Kaposi’s sarcoma-associated herpesvirus (KSHV) typically displays two different phases in life cycle, including the default latent phase as well as the lytic phase. There is a short period of lytic gene expression at the early stage of KSHV primary infection. The factors involved in the shutdown process of lytic gene expression are poorly identified.
From the previous research, it showed that the latency-associated nuclear antigen (LANA) encoded by KSHV played an important role in the establishment of viral latency. LANA protein is essential for the replication and persistence of viral episome during latent infection. Deleting LANA from the KSHV genome results in the loss of the viral episome, and enhances lytic gene expression.
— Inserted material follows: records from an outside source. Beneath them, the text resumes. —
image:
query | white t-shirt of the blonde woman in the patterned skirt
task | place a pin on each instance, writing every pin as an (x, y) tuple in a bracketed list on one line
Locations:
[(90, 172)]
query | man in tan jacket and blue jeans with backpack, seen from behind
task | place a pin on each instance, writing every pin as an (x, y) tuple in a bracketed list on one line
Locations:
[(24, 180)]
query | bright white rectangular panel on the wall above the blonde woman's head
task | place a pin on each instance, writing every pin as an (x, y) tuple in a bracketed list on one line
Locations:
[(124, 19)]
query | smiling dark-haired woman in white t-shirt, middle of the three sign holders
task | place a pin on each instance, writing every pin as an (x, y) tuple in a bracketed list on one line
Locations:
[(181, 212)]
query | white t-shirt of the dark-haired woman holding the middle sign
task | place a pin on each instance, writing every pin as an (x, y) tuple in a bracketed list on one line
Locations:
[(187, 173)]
LANA can inhibit RTA expression by repressing its promoter. However, how LANA represses the transcriptional activity of RTA promoter remains largely unknown.
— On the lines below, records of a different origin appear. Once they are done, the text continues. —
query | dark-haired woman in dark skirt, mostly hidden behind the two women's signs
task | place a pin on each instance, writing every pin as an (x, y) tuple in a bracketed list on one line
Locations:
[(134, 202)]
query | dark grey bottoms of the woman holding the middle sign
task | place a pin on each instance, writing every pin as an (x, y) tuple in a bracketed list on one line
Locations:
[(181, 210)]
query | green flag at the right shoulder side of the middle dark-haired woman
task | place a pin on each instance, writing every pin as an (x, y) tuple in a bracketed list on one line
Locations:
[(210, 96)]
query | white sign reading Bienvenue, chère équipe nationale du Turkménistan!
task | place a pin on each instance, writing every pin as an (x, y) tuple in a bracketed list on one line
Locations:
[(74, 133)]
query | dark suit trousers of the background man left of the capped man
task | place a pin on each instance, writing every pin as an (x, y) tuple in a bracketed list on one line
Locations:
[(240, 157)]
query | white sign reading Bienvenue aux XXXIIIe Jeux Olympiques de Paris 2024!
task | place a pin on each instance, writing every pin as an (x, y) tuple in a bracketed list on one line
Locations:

The researchers identified a host protein, Krüppel-associated box domain associated protein-1 (KAP1) that bound to LANA through TAP-MS (tandem affinity purification-mass spectrometry) method, KAP1 was shown to change epigenetic state through recruiting histone deacetylase and methyltransferase complex. The researchers validated the interaction between LANA and KAP1 as well as their colocalization in the nucleus, and also mapped out LANA interacted with both the N- and C-terminal domains of KAP1. Based on the determined interface of LANA-KAP1 interaction, it was proved that LANA recruited KAP1 to the RTA promoter region of the KSHV genome and KAP1 was involved in transcriptional repression by LANA. To determine whether LANA recruited KAP1 to other regions of the KSHV genome, the researchers mapped the whole genome-wide binding sites of LANA and KAP1 by ChIP-seq, and found multiple co-occupation sites of LANA and KAP1 on the whole KSHV genome. Moreover, LANA-recruited KAP1 was demonstrated to play a critical role in the shutdown of lytic gene expression during the early stage of KSHV primary infection. This study revealed the mechanism of transcriptional repression by LANA during KSHV primary infection, providing new insights into the process of KSHV latency establishment.
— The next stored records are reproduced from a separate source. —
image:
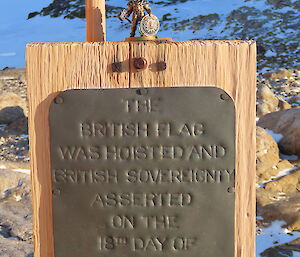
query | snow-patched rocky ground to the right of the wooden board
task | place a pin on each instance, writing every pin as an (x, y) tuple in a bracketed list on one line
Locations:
[(278, 165)]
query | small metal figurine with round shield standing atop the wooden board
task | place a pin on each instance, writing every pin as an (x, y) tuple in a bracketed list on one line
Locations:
[(149, 24)]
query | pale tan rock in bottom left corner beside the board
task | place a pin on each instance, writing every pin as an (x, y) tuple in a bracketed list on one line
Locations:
[(15, 215)]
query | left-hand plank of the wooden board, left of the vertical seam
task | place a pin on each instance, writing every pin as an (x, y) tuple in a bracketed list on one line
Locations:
[(52, 68)]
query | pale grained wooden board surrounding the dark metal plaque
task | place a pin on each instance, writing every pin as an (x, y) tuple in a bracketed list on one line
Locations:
[(229, 65)]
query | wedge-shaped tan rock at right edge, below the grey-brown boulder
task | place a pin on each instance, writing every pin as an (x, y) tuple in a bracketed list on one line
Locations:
[(286, 184)]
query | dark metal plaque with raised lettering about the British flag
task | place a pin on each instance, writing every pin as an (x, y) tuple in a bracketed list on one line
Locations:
[(143, 172)]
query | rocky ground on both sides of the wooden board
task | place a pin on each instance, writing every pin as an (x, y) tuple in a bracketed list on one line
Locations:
[(278, 165)]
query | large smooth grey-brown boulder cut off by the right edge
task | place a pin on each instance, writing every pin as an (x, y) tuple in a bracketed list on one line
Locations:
[(287, 123)]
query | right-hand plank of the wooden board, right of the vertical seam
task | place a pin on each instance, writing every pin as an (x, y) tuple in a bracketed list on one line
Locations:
[(230, 65)]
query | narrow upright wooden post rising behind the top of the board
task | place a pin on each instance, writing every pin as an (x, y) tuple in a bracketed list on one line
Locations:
[(95, 21)]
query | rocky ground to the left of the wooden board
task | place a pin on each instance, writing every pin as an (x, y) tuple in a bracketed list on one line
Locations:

The research was supervised by Prof. Ke Lan and was completed by Ph.D student Rui Sun and other group members. The study received technical support from the Omics Core, CAS-MPG Partner Institute for Computational Biology, Shanghai Institutes for Biological Sciences, Chinese Academy of Sciences. The study was supported by the key project of the Natural Science Foundation of China, the National Basic Research Program (973) and other projects.
Fig.6. LANA and KAP1 had multiple co-occupation sites on the KSHV genome. (A) Peak models of LANA and KAP1 built by MACS based on the human genome alignment. (B) Illustration of LANA and KAP1 binding sites on the whole KSHV genome. (C) Illustration of regions occupied by LANA(red)and KAP1(blue).(P<10–5) (D) Validation of ChIP-seq results by qPCR. (E) Validation of possible deletion or big sequence variation in the KSHV genome of BC-3 cells by PCR.